'Dance is not a museum': how ballet is reimagining problematic classics
Jan 10, 2020
19th-century worldview informs much of the classical ballet repertoire. Historical ballets are rife with national and racial stereotypes, including the orientalism of La Bayadère, Le Corsaire and Scheherazade, the Chinese (“Tea”) and Arabian (“Coffee”) variations in The Nutcracker, and the character of the Moor in Petrushka, originally played in blackface.
While there has been recent progress (the major UK ballet companies have now revised their Chinese dances and you won’t see blackface on UK stages – although you might in other countries), there remains a seam of stubborn resistance. When I spoke last year to Les Ballets de Monte-Carlo director Jean-Christophe Maillot, he revealed a desire to preserve in aspic not only the steps and costumes of historical ballets, but also the outdated and offensive politics and sensibilities. Alongside that comes an entrenched racism in so-called “traditional” ideas about what certain ballets should look like and who can dance them.
To look deeper into the topic, I talked to dancers and choreographers about ballet’s slow pace of change, which problematic ballets should be thrown out and which ones could be creatively reimagined.
Shobana Jeyasingh, choreographer
Created her own response to La Bayadère, entitled Bayadère – The Ninth Life
When I first saw La Bayadère it made me squirm. It was an embarrassing portrait of India. No matter how many explanatory notes you have in the programme, you experience dance when the lights go down and something moving hits your eye. How can you put all the good intentions and explanations that you signal in the programme into that experience? That discussion is long overdue.
Blackface is still seen in some international versions of La Bayadère. I remember reading an argument against airbrushing such “exotic” aspects of this ballet, saying it was an “instructive reminder of bygone sins”. I find that a very frivolous way of talking about something so huge as slavery and the exploitation of people. I’m offended as a British Asian to sit in an audience and see supposedly Indian holy men [the fakirs] move like servile monkeys.

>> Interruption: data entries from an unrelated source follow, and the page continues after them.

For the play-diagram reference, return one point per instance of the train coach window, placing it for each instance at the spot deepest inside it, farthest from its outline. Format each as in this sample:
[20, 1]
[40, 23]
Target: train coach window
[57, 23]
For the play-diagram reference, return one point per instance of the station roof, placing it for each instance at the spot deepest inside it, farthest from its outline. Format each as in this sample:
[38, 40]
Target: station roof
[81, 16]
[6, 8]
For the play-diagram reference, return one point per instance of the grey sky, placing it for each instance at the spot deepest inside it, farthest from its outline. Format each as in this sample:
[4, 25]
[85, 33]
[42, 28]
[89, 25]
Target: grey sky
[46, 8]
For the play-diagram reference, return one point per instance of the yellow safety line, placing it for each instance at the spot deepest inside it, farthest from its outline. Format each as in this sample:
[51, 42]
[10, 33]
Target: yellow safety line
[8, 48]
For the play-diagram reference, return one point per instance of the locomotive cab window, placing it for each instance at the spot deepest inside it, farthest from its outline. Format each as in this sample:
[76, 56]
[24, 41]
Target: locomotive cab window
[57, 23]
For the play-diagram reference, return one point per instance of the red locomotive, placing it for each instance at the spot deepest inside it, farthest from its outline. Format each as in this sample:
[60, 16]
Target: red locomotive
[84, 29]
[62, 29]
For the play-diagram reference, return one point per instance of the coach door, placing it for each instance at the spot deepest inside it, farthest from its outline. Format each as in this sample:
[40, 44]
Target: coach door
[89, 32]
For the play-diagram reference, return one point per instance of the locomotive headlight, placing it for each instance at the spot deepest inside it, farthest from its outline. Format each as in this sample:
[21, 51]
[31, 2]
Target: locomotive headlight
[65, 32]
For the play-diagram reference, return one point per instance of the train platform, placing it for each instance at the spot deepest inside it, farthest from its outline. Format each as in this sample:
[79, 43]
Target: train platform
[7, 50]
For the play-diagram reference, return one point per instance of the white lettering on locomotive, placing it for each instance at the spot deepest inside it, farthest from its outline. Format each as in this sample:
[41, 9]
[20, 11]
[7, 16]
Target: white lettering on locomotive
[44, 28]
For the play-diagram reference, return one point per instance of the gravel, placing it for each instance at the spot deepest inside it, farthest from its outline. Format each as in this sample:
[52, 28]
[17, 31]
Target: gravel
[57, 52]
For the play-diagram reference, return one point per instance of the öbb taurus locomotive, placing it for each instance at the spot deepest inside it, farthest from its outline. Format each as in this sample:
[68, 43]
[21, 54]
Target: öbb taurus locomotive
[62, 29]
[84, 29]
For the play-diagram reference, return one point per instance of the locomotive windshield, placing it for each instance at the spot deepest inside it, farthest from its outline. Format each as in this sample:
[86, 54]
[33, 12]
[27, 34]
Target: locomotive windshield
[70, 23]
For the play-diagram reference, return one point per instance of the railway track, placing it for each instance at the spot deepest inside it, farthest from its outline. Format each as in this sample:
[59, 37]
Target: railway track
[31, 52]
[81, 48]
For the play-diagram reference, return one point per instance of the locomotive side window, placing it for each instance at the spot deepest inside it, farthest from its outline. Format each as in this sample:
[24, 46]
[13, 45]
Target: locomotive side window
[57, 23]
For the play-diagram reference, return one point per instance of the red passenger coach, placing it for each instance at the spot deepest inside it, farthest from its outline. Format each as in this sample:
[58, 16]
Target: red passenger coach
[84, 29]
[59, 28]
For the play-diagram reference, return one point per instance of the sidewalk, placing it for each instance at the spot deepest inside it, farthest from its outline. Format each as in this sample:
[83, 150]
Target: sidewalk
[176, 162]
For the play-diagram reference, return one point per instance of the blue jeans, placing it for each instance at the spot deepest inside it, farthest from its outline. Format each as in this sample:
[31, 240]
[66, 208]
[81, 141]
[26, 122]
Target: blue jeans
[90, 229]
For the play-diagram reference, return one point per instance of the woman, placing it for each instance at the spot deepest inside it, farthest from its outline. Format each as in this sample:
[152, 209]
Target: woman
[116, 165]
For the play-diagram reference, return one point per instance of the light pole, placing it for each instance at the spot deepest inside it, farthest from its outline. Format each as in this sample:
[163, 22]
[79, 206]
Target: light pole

If many of the 19th-century ballet classics have the same entitled and Eurocentric viewpoint, then this is something that surely has to be tempered. Every branch of the arts has had to engage with the legacy of colonialism, so I don’t see why ballet can’t do the same. I don’t think there’s an easy answer but one has to make a start. The British Museum’s exhibition on orientalism displays contested paintings of eastern women by European artists, but at the end three contemporary Middle Eastern female artists are given the space to respond. One leaves with an understanding of the past and respect for the present.